Investment spending is set to increase under the new financial plan, from €33.2bn in 2016 to €37.1bn in 2019. Over this same period, spending on education and research will climb from €20.7bn to over €23bn. More specifics on Germany’s investment plans include the following:
- Transport investment will be raised to €14.2bn in 2018, a €1.4bn increase over allocations for 2017. This is up from a total of roughly €10bn in 2014.
- The Federal Ministry of Education and Research will have a total of €17.6bn at its disposal in 2018, €340m more than the amount projected in the previous financial plan. In 2009, its budget stood at approximately €10bn.
- For the expansion of Germany’s broadband network, the federal government will allocate an extra €400m on top of the benchmark figure approved in March 2017. This means that a total of approximately €4.4bn is earmarked for this purpose in the years up to 2021. The aim here is to provide further support for underserved areas where no network expansion by private companies is expected in the next three years.
- The new financial plan also envisages a €300m top-up in microelectronics investment, for a total of €1.7bn in the years up to 2021. Here the federal government intends to facilitate the spread of digital technology in industry, thereby boosting innovation and competitiveness.
The 2018 federal budget and the financial plan to 2021 also place a clear priority on external and internal security as well as development cooperation.
- In 2018, the defence budget will increase to €38.5bn. This is €1.6bn more than the figure projected in the previous financial plan. Defence spending will keep rising in the coming years, to €42.4bn in 2021. This will continue the turnaround in both staffing and procurement for the Federal Armed Forces.
- The Federal Ministry of the Interior’s budget will rise to over €9.2bn in 2018. This represents an 11.5% increase over the projection in the previous financial plan and is up from €5.9bn in 2013. The additional funding will be targeted directly towards measures to enhance internal security.
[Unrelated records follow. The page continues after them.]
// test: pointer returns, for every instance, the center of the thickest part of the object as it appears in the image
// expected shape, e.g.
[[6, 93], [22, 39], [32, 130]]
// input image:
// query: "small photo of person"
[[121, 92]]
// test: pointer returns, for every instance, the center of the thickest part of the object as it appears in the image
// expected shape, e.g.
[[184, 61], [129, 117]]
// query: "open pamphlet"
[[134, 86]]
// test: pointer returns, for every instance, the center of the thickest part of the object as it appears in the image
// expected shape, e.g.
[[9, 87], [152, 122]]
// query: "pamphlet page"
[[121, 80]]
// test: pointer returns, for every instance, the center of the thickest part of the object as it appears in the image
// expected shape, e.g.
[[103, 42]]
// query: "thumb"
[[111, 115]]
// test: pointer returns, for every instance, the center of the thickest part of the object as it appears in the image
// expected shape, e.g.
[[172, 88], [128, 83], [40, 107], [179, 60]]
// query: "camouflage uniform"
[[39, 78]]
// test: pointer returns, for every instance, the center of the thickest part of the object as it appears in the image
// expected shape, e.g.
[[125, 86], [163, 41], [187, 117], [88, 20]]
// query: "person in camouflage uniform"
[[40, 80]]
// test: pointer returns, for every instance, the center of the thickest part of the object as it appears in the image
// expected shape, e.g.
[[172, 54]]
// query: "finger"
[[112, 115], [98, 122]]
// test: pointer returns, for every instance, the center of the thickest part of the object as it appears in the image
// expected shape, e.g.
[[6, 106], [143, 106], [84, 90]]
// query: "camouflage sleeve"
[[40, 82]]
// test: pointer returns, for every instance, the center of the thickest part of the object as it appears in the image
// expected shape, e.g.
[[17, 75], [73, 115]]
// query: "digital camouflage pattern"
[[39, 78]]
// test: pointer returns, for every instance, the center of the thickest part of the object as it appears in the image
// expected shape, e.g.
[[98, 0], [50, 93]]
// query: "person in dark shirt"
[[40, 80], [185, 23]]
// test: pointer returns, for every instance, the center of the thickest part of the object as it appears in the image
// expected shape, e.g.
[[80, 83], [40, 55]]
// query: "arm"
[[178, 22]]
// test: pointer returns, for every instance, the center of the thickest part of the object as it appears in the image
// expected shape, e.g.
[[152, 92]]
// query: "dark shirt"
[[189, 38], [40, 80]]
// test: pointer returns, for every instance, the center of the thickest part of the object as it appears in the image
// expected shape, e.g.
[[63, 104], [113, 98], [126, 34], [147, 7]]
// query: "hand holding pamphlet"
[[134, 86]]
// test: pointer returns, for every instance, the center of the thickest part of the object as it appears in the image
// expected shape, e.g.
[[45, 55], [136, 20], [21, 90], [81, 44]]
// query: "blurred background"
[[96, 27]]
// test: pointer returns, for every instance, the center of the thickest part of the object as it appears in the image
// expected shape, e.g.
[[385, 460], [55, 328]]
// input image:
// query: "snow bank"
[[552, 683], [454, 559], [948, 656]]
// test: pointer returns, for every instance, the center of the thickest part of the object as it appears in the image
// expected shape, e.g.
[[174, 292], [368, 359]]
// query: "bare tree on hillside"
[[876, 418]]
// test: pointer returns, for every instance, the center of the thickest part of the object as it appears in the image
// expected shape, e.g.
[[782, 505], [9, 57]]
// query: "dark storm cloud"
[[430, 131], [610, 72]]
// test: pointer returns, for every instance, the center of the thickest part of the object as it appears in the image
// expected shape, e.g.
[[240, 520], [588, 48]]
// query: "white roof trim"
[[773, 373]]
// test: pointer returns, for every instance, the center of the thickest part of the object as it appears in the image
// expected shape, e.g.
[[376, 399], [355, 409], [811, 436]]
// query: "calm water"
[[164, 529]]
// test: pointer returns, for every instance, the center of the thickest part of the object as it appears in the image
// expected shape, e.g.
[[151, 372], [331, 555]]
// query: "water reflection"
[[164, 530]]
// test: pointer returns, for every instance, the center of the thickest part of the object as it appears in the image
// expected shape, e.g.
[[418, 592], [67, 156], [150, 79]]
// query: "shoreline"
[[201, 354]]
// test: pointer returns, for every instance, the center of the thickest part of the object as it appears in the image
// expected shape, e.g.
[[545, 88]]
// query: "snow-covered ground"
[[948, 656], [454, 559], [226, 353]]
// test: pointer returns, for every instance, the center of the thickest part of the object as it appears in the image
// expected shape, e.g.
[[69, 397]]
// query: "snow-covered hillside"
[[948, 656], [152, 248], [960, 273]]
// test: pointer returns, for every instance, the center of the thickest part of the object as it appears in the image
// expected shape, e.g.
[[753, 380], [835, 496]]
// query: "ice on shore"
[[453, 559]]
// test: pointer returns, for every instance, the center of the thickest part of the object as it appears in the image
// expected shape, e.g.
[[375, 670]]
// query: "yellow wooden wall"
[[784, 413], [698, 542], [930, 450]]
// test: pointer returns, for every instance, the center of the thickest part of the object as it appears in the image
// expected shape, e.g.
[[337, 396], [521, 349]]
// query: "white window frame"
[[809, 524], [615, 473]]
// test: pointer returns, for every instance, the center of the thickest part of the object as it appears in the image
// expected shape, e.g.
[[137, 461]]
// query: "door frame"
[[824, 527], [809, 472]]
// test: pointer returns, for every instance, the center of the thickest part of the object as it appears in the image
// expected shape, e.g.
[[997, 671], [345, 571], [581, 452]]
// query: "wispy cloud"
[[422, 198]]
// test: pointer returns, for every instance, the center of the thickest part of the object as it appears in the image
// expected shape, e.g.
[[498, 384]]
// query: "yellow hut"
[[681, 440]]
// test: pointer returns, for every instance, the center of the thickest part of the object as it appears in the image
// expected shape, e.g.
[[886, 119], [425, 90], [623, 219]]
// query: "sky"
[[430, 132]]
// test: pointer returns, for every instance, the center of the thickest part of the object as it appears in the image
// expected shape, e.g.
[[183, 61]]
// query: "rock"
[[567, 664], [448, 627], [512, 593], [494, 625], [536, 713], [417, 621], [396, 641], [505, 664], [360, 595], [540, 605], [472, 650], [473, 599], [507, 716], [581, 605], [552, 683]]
In particular, financial resources will be provided for the staffing and equipment needed to implement the packages of security policy legislation adopted in recent years.
- The budget of the Federal Ministry for Economic Cooperation and Development will grow to €8.7bn in 2018, up from €6.4bn in 2014. The ministry’s budget has expanded by 35% in four years, a trend that is reflected in Germany’s ODA/GNI ratio. This ratio stood at 0.42% at the outset of the current legislative term, but climbed to approximately 0.7% for the first time in 2016, when Germany’s ODA spending totalled roughly $24.67bn.
Germany continues to place a high priority on integrating refugees and fighting the root causes of refugee flows. The Federation has budgeted €21.4bn for refugee-related spending in 2018. This includes €6.6bn for measures to fight the root causes of refugee flows, significant financial relief of €6.8bn for Land and local governments, and €8bn in federal spending on integration measures and social transfers.
Social spending will remain at a high level in 2018 – approximately €173.8bn – and continues to account for the largest share of federal expenditure by far. In 2018, spending on social benefits is expected to make up roughly 51.5% of total expenditure. This means that approximately one out of every two euros spent by the federal government will go to social benefits. Grants to the statutory pension insurance system account for the largest share of social spending by the Federation. These will increase from just under €94bn in 2018 to €103.4bn in 2021.